Nasdaq futures edged up 0.3% after a sharp fall overnight, while S&P 500 futures also added 0.3%.
The Nasdaq had dropped 1.9% on Tuesday as some big tech names ran into profit-taking, including Microsoft, Alphabet, Apple and Amazon.com.
Stretched valuations were tested when US Treasury Secretary Janet Yellen said rate hikes may be needed to stop the economy overheating.
She later walked back the comments, but it reminded investors that rates would have to rise at some point in the future.
“Moderate inflation and a slow moving Fed would continue to be supportive, but inflation and a reactive Fed may prove to be a negative for valuations,” said Tapas Strickland, a director of economics at NAB.
“Either way yields and equities are likely to be in a dance as much better than expected economic data continues to challenge central banks’ rates guidance.”
One such challenge looms on Friday when US payrolls data is forecast to show a hefty rise of 978,000, while some estimates go as high as 2.1-million.
So far, Federal Reserve chair Jerome Powell has argued that the labour market is still far short of where it needs to be to start talking of tapering asset buying.
Minneapolis Fed bank president Neel Kashkari, a notable dove, said on Tuesday that it might take a few years for the economy to get back to full employment.
The Fed’s dogged patience allowed yields on US 10-year notes to ease back to 1.59%, from last week’s top of 1.69%, though the market has struggled to break below 1.53%.
Just the mention of higher US rates was enough to help the dollar recoup a little of its recent losses.
The euro dropped back to $1.2020 and threatened to breach important chart support in the $1.1995/1.2000 area.
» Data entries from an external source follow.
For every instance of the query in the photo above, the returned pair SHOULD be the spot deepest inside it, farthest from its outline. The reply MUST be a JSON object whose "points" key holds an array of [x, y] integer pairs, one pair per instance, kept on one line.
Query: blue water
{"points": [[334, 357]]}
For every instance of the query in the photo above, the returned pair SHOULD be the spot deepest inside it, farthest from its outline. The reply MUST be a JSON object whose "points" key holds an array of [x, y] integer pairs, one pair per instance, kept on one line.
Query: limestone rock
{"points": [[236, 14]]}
A break would open the way to a retracement target at $1.1923.
The dollar held at ¥109.27, having shied away from resistance at ¥109.61. Against a basket of currencies, the dollar eased a touch to 91.180, but remained some way above the recent two-month low of 90.422.
The New Zealand dollar blipped higher to $0.7173 when local jobs data proved stronger than expected.
In commodity markets, palladium soared to a record high on worries over short supplies of the metal used in emissions controlling devices in automobiles.
Gold was left lagging at $1,783/oz.
Oil prices climbed to seven-week peaks as more countries opened their borders to travellers, improving the demand outlook for petrol and jet fuel.
Brent added 54c to $69.42 a barrel, near its highest since mid-March, while US crude rose 52c to $66.23 per barrel.